Not exactly because implies we are just going to do something zone-like
to prevent kernel allocations ever using unpluggable memory in which
case we should just use zones.

The idea instead would be that unmovable allocations would reside at the
lower PFNs only but not 100% strictly enforced. I group MAX_ORDER_NR_PAGES
together based on their type of allocation but selecting which block of
pages to use for an allocation type is relatively rare because we depend on
the free-lists to contain free pages of a specific type.

The failure case is where at some point during the lifetime of the system,
there were a very large number of active unmovable allocations that scattered
throughout the address space (large number of processes with large numbers
of page tables might trigger it). When that happens, anti-frag would have
failed to offline large portions of memory simply because of the workloads
quantity of unmovable pages was too large and it fell back rather than
going OOM due to zone restrictions.

>
> > > > Then we should be doing some work to cut down the number of unmovable
> > > > allocations.
> > >
> > > That's rather pointless. A feature is either reliable or it is not. We'll
> > > never be able to make all kernel allocations reclaimable/moveable so we'll
> > > never be reliable with this approach. I don't see any alternative to the
> > > never-allocate-kernel-objects-in-removeable-memory approach.
> >
> > What feature are you talking about?
>
> Memory hot-unplug, of course.
>
> > Why would all allocations need to be movable when we have a portion for
> > unmovable allocations?
>
> So you're proposing that we take a single zone, then divide that zone up
> into two sections. One section is non-hot-unpluggable and is for
> un-moveable allocations. The other section is hot-unpluggable and only
> moveable allocations may be performed there.
>
> If so, then this will require addition of new infrastructure which will be
> to some extent duplicative of zones and I see no reason to do that: it'd be
> simpler to divide the physical memory arena into two separate zones.
>
> If that is not what you are proposing then please tell us what you are
> proposing, completely, and with sufficient detail for us to work out what
> the heck you're trying to tell us. Please try to avoid uninformative
> rhetorical questions, for they are starting to get quite irritating.
> Thanks.

Anti-frag groups pages based on type (unmovable, reapable, movable). Each
type has it's own set of free-lists which we use as much as possible. When
those lists deplete, we look at the free-lists for the other types, steal
a free block and put it on the requested allocations free lists.

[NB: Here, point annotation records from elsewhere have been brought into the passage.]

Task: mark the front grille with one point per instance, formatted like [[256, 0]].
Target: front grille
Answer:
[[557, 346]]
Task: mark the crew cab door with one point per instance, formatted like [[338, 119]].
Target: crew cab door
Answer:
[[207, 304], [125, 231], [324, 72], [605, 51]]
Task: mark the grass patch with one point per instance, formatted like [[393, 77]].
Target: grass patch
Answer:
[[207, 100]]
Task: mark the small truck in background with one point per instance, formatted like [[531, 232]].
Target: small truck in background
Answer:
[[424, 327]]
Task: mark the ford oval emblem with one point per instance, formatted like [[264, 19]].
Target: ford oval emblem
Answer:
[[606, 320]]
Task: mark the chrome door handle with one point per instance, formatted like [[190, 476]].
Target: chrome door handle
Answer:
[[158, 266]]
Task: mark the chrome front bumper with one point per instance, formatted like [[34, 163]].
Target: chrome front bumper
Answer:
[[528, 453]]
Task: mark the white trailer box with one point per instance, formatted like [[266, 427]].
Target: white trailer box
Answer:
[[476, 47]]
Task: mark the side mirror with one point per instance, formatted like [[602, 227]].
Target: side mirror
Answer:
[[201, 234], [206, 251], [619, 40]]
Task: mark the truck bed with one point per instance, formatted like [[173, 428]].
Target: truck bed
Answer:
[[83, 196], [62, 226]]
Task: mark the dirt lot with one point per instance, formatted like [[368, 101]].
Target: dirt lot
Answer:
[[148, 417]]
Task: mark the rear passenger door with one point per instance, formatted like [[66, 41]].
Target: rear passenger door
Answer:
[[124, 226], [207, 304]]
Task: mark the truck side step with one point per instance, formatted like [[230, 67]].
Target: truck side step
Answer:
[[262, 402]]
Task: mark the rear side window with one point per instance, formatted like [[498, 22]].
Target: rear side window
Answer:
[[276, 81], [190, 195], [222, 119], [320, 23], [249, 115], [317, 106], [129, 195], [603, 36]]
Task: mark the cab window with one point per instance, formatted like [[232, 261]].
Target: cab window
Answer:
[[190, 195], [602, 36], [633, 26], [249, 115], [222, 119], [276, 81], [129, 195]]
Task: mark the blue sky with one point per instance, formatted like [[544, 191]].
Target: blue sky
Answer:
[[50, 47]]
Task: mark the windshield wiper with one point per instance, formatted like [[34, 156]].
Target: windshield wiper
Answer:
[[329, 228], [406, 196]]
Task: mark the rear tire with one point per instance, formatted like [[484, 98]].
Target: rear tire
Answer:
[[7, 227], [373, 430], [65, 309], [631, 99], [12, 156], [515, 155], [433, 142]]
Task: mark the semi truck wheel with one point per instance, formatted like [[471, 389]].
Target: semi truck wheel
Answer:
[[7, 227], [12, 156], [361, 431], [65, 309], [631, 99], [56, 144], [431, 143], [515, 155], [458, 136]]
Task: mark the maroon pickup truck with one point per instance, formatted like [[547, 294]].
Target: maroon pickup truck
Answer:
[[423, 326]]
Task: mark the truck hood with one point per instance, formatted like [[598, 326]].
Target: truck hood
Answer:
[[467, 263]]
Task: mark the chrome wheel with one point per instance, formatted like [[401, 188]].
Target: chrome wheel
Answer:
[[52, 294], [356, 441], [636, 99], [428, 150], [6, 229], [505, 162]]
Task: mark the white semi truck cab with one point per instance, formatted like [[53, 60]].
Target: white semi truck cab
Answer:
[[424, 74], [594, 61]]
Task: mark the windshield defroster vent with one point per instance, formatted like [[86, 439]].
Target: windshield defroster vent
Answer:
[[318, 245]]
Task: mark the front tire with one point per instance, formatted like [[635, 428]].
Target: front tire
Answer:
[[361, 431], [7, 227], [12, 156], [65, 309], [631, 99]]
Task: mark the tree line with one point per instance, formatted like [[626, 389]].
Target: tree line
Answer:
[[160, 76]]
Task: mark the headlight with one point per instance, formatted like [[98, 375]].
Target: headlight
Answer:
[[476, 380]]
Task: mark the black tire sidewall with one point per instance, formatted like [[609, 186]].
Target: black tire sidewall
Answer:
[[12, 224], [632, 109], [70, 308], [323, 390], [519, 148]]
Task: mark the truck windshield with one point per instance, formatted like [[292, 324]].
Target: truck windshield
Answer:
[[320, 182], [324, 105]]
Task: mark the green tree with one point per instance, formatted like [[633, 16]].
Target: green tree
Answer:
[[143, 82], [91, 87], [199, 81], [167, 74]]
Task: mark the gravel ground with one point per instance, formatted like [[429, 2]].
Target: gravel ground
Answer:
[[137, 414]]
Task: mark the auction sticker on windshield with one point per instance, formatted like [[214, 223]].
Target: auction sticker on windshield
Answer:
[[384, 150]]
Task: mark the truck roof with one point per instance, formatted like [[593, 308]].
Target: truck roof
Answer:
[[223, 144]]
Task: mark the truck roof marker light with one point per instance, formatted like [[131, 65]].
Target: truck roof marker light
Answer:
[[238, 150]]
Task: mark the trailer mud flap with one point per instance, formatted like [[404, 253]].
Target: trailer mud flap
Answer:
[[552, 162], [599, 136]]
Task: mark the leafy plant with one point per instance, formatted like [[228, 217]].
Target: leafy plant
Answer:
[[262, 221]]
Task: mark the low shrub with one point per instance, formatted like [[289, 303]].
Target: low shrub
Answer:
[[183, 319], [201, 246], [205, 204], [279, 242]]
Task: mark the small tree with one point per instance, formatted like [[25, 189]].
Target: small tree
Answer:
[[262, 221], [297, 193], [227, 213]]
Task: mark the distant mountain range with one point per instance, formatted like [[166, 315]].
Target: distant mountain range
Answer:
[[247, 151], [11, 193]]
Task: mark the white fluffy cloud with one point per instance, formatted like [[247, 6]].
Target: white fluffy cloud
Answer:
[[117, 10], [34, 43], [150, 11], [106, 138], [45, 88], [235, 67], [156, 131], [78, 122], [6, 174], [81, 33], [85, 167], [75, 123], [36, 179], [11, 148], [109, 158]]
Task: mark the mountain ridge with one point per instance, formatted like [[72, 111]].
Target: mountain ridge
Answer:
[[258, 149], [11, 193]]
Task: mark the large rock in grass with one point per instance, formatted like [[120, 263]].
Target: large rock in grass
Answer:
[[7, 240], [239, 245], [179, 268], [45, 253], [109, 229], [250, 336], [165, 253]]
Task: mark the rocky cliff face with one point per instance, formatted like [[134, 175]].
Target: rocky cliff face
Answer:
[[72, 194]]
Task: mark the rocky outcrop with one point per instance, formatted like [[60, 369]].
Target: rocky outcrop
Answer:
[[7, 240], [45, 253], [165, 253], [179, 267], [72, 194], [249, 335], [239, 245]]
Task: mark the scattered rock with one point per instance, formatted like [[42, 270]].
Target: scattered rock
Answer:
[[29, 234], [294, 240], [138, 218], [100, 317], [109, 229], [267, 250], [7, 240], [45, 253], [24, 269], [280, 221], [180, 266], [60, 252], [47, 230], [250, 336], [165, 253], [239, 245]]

For anti-frag to help hotplug-remove of a section, the MAX_ORDER_NR_PAGES
needs to be the same as the number of pages in a section. In most cases,
this is not unreasonable as sections tend to be fairly small.

To hot-remove a DIMM, we need to keep unmovable pages out of DIMMS. The
proposal is to keep unmovable pages at the lower PFNs so that DIMMS belonging
to the higher DIMMS remain freeable. As anti-frag clusters MAX_ORDER_NR_PAGES,
you need to select what blocks of MAX_ORDER_NR_PAGES are used a bit more
carefully. You can do this in three ways, depending on how aggressive we're
willing to be.

Option 1: Search for the largest free block in the other lists. Of those
blocks, select the one with the lowest PFN.
Pros: Easy, very little work
Cons: No guarantee that a large free block is also a low PFN

Option 2: Remember what the highest unmovable PFN is. Take all the free
pages in the next MAX_ORDER_NR_PAGES block and put them on the
unmovable free lists. Pageout or migrate all other pages in that block
Pros: Keeps unmovable pages at the lower pfns as much as possible
Cons: More code required, more IO and page copying. Workloads with
sudden spikes in the number of unmovable pages may cause problems

Option 3: Similar to 2, keep track of the highest unmovable PFN is. When
the free lists for unmovable pages are depleted, search for all
movable and reclaimable pages below that PFN (probably via the LRU)
and move them out of the way. Try again. If it still fails, then
take the next MAX_ORDER_NR_PAGES as in option 2
Pros: Would be pretty strict about keeping unmovable pages out of the way. The
failure case is when there are as many unmovable pages as there is
physical memory in which case, you're not unplugging anyway
Cons: More scanning when unmovable freelists deplete, more IO and page copying

This is not the same as zones which would prevent kernel allocations taking
place in ZONE_MOVABLE. That approach leaves you with a kernel that will still
fail e1000 allocations due to external fragmentation in the allowable zone
and kernel allocations might trigger OOM because all the free memory was
in ZONE_MOVABLE.

The options above should not require zone infrastructure other than the
LRU lists for scanning.

Is this sufficient detail?

--
Mel Gorman
Part-time Phd Student Linux Technology Center
University of Limerick IBM Dublin Software Lab

2006-12-05 18:27:46

[permalink] [raw]

Subject: Re: [PATCH] Add __GFP_MOVABLE for callers to flag allocations that may be migrated

On Tue, 5 Dec 2006 08:05:16 -0800 (PST)
Christoph Lameter <[email protected]> wrote:

> On Tue, 5 Dec 2006, Mel Gorman wrote:
>
> > That is one possibility. There are people working on fake nodes for containers
> > at the moment. If that pans out, the infrastructure would be available to
> > create one node per DIMM.
>
> Right that is a hack in use for one project.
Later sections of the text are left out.